Sin embargo, Flores no atacó el palacio, sino que se desplazó hacia las zonas agrarias donde el POA tenía una nueva base de sustento. En palabras del agrarista Francisco Campos, Flores «comenzó a recoger armas y licencias municipales de todos los campesinos de la región de Acapulco hasta la Unión de Montes de Oca, así como el parque que encontró. Una vez que había hecho la requisa de armas de los campesinos, se radicó en Tecpan de Galeana e, inventando un probable levantamiento, hizo prisionero en San Luis de la Loma al señor presidente municipal de Tecpan, don Amadeo Vidales […]; este señor es un comerciante honorable que paga los mejores precios de ajonjolí, de algodón y lo odian los españoles porque dicen que les ha ido a descomponer el negocio. Dada esta explicación queda de manifiesto que el mayor Flores está puesto en esa región para salvaguardar los intereses españoles, pues hizo un cargo de rebelión al señor Vidales».
Flores prosiguió con sus correrías en la zona, y el 10 de marzo, acompañado de las guardias blancas de los caciques, asesinó a Lucio de los Santos Vargas, presidente del Comité Agrarista de San Luis de la Loma diciéndole: «¡Ten tu tierra, hijo de la chingada!», cuando pedía que no lo acabara de matar. Flores actuaba en defensa de los intereses del latifundista español Ramón Sierra Pando.
En el puerto,
Regeneración
estaba sometido al acoso de multitud de periódicos financiados por los comerciantes gachupines. Desde las páginas de
El Suriano
, dirigido por Muñúzuri;
El pueblo
, dirigido por H. Luz;
El Rapé
de Reginaldo Sutter;
El Liberal
de Carlos Adame, y
El Fragor
de Domingo González, se bombardeaba a la administración municipal acapulqueña y se hacían elogios a las «fuerzas vivas» de la región que habían «levantado Acapulco de la miseria». Entre las calumnias más repetidas estaba la de señalar a los Escudero como promotores de una rebelión militar en proceso de organización.

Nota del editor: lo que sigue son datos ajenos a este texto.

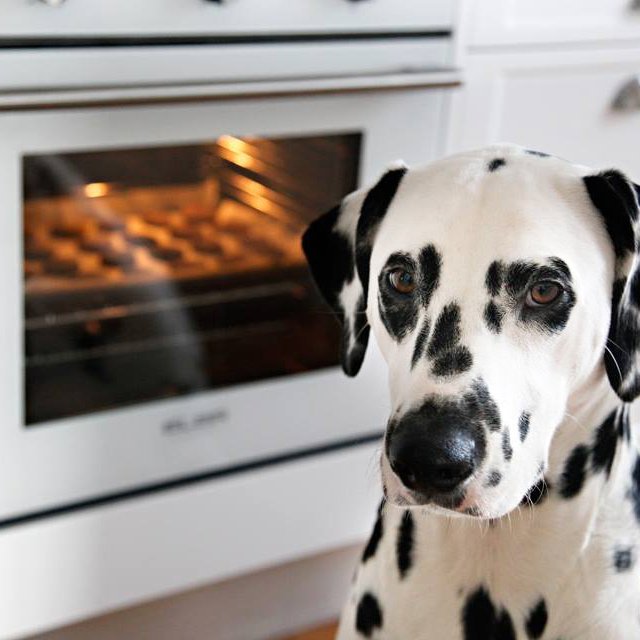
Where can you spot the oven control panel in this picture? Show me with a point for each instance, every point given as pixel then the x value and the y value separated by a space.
pixel 218 18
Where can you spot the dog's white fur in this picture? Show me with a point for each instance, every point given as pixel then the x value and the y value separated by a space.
pixel 560 550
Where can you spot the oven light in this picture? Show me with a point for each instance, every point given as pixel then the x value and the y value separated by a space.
pixel 235 150
pixel 96 189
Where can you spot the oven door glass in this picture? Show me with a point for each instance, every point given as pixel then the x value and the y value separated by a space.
pixel 161 271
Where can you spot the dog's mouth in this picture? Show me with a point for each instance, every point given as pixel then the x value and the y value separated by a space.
pixel 459 502
pixel 465 502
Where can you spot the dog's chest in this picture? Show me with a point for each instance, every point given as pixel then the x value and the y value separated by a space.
pixel 426 578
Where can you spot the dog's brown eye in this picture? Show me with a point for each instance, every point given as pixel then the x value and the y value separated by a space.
pixel 543 293
pixel 402 281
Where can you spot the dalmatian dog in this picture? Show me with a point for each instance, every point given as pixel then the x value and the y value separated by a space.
pixel 503 289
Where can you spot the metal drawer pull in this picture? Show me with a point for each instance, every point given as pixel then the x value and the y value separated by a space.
pixel 628 98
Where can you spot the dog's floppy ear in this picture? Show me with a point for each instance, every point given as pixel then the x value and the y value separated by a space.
pixel 616 198
pixel 338 248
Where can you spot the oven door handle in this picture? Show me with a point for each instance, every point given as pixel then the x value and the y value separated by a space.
pixel 446 78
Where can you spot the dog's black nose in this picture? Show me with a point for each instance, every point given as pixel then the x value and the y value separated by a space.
pixel 434 456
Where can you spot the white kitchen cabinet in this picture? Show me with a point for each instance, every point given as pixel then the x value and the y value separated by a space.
pixel 555 101
pixel 518 22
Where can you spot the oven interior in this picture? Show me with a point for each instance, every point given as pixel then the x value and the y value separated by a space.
pixel 162 271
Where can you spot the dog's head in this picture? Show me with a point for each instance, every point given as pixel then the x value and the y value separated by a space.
pixel 496 283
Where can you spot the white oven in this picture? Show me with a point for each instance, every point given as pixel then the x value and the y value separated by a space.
pixel 157 168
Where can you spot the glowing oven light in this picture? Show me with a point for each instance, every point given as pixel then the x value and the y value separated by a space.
pixel 96 189
pixel 236 151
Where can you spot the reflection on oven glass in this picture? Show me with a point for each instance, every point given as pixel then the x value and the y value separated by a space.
pixel 157 272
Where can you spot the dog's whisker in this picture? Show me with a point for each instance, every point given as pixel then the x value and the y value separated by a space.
pixel 614 361
pixel 615 344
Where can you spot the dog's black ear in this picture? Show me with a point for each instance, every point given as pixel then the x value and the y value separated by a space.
pixel 616 198
pixel 338 248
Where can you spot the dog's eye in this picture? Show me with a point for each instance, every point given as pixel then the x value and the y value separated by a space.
pixel 543 293
pixel 402 281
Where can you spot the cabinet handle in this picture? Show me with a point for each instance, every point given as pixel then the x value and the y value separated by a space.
pixel 628 97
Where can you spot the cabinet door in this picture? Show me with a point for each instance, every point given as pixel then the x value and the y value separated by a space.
pixel 530 21
pixel 561 103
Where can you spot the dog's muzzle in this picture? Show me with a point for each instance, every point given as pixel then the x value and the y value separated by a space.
pixel 434 451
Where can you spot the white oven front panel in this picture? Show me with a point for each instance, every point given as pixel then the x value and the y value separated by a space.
pixel 76 459
pixel 56 18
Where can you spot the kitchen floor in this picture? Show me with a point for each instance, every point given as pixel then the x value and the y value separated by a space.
pixel 323 633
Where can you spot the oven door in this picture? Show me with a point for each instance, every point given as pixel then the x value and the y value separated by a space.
pixel 158 322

Conforme el año avanzaba, las tensiones crecían. Felipe y Francisco Escudero esperaban en cualquier momento que se produjera un atentado contra alguno de ellos. Felipe, como tesorero municipal, se veía obligado a recorrer las calles del puerto, y lo mismo le sucedía a Francisco, que trabajaba en el despacho de recaudación de rentas del distrito. Gómez Maganda recuerda: «En los últimos meses de 1923, ambos recorrían el diario camino armados de pistolas y en la diestra un rifle calibre cuarenta y cuatro. Algunas veces, cuando Felipe iba a diligenciar una solicitud de amparo al juzgado de distrito, me encargaba durante ese tiempo su carabina, diciéndome: “Si los enemigos vienen en plan de ataque, ¡dispara! si no sientes miedo; pero en caso contrario, corre a donde estoy y entrégame el arma”».

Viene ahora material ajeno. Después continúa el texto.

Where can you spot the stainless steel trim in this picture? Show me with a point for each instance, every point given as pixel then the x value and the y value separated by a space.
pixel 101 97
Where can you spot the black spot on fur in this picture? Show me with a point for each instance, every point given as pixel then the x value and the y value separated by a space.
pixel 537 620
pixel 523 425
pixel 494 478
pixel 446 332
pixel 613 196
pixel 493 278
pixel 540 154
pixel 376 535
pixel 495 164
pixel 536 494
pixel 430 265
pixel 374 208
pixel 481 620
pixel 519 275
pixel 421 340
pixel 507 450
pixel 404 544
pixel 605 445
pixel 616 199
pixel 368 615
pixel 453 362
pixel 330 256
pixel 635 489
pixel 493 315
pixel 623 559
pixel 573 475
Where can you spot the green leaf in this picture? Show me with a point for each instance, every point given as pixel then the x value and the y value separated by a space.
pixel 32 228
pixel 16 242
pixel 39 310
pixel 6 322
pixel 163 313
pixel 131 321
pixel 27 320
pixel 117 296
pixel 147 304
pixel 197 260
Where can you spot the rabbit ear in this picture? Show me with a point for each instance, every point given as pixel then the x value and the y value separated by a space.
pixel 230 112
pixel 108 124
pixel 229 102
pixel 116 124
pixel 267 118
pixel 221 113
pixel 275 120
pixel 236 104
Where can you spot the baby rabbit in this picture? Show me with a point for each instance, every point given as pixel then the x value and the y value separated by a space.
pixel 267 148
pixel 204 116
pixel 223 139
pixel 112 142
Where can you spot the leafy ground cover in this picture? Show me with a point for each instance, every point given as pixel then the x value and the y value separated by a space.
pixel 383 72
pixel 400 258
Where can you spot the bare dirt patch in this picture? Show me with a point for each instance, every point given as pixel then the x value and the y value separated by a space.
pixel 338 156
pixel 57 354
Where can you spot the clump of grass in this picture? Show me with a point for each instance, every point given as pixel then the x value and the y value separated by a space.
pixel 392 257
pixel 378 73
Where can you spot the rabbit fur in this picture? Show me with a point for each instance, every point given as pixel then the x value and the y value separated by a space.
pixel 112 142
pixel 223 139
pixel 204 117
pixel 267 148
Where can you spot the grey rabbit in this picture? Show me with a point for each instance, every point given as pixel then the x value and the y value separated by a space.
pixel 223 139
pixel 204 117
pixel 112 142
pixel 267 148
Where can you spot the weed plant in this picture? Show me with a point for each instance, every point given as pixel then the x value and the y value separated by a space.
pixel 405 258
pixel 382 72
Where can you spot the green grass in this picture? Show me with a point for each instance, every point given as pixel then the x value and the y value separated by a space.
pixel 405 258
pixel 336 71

Las provocaciones de los militares eran frecuentes. El 29 de agosto hacia las nueve de la noche, el subteniente Castellblanch y el cabo Linares habían golpeado y amenazado de muerte a dos miembros del POA en el jardín Álvarez. Cuando un día más tarde el ayuntamiento los multó por estos hechos se presentaron junto con la pandilla de Otero y estuvo a punto de armarse en el palacio municipal un tremendo zafarrancho.

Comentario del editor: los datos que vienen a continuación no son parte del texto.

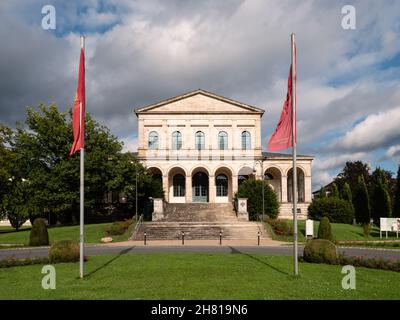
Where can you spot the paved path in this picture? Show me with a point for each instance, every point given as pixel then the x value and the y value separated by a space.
pixel 195 246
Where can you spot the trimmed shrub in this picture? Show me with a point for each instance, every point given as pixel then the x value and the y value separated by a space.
pixel 320 251
pixel 337 210
pixel 252 190
pixel 118 227
pixel 39 235
pixel 366 229
pixel 324 229
pixel 64 251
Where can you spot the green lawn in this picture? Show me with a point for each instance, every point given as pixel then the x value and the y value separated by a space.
pixel 93 234
pixel 341 232
pixel 196 276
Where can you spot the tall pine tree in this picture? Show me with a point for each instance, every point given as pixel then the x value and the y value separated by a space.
pixel 361 202
pixel 396 208
pixel 334 191
pixel 381 201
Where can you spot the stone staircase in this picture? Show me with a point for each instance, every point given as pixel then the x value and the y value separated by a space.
pixel 200 221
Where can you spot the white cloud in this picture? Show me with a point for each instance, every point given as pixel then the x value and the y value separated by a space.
pixel 376 131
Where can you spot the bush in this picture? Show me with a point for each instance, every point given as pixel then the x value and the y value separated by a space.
pixel 64 251
pixel 281 227
pixel 366 229
pixel 118 227
pixel 39 235
pixel 252 190
pixel 337 210
pixel 320 251
pixel 324 229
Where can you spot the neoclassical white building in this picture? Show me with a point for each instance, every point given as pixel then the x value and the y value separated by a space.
pixel 202 145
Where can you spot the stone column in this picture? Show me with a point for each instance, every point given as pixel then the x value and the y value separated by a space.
pixel 284 189
pixel 211 189
pixel 307 189
pixel 234 185
pixel 188 190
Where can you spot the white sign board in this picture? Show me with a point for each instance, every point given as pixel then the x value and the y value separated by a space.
pixel 309 228
pixel 389 225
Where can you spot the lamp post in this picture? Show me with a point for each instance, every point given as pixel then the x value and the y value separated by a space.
pixel 262 174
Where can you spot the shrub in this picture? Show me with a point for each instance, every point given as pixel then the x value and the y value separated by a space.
pixel 252 190
pixel 281 227
pixel 39 235
pixel 324 229
pixel 118 227
pixel 337 210
pixel 320 251
pixel 64 251
pixel 366 229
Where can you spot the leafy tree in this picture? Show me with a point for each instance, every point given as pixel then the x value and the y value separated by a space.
pixel 346 193
pixel 42 151
pixel 252 190
pixel 361 202
pixel 350 174
pixel 15 203
pixel 396 207
pixel 334 191
pixel 381 201
pixel 322 192
pixel 337 210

Así llegó el 16 de septiembre, fecha en la que, so pretexto de la celebración de las fiestas patrias, Juan R. lanzaba incendiarios discursos contra el régimen colonial español aún viviente en Acapulco. El año anterior, a pesar del reciente atentado había «hablado por boca de sus ayudantes» en un acto en el que por primera vez la comuna de Acapulco celebró las fiestas patrias sin recibir ningún tipo de subvenciones de comerciantes. Este año era especial, y Escudero, apoyándose en su «voz» (Alejandro Gómez Maganda), lanzó un discurso más fogoso aún que los de costumbre. Si la tensión era tremenda en el puerto, en las zonas agrarias no lo era menos. El vicecónsul norteamericano informaba a Washington: «Corren rumores de que un levantamiento antiagrarista está por estallar en la costa Grande con centro en Atoyac».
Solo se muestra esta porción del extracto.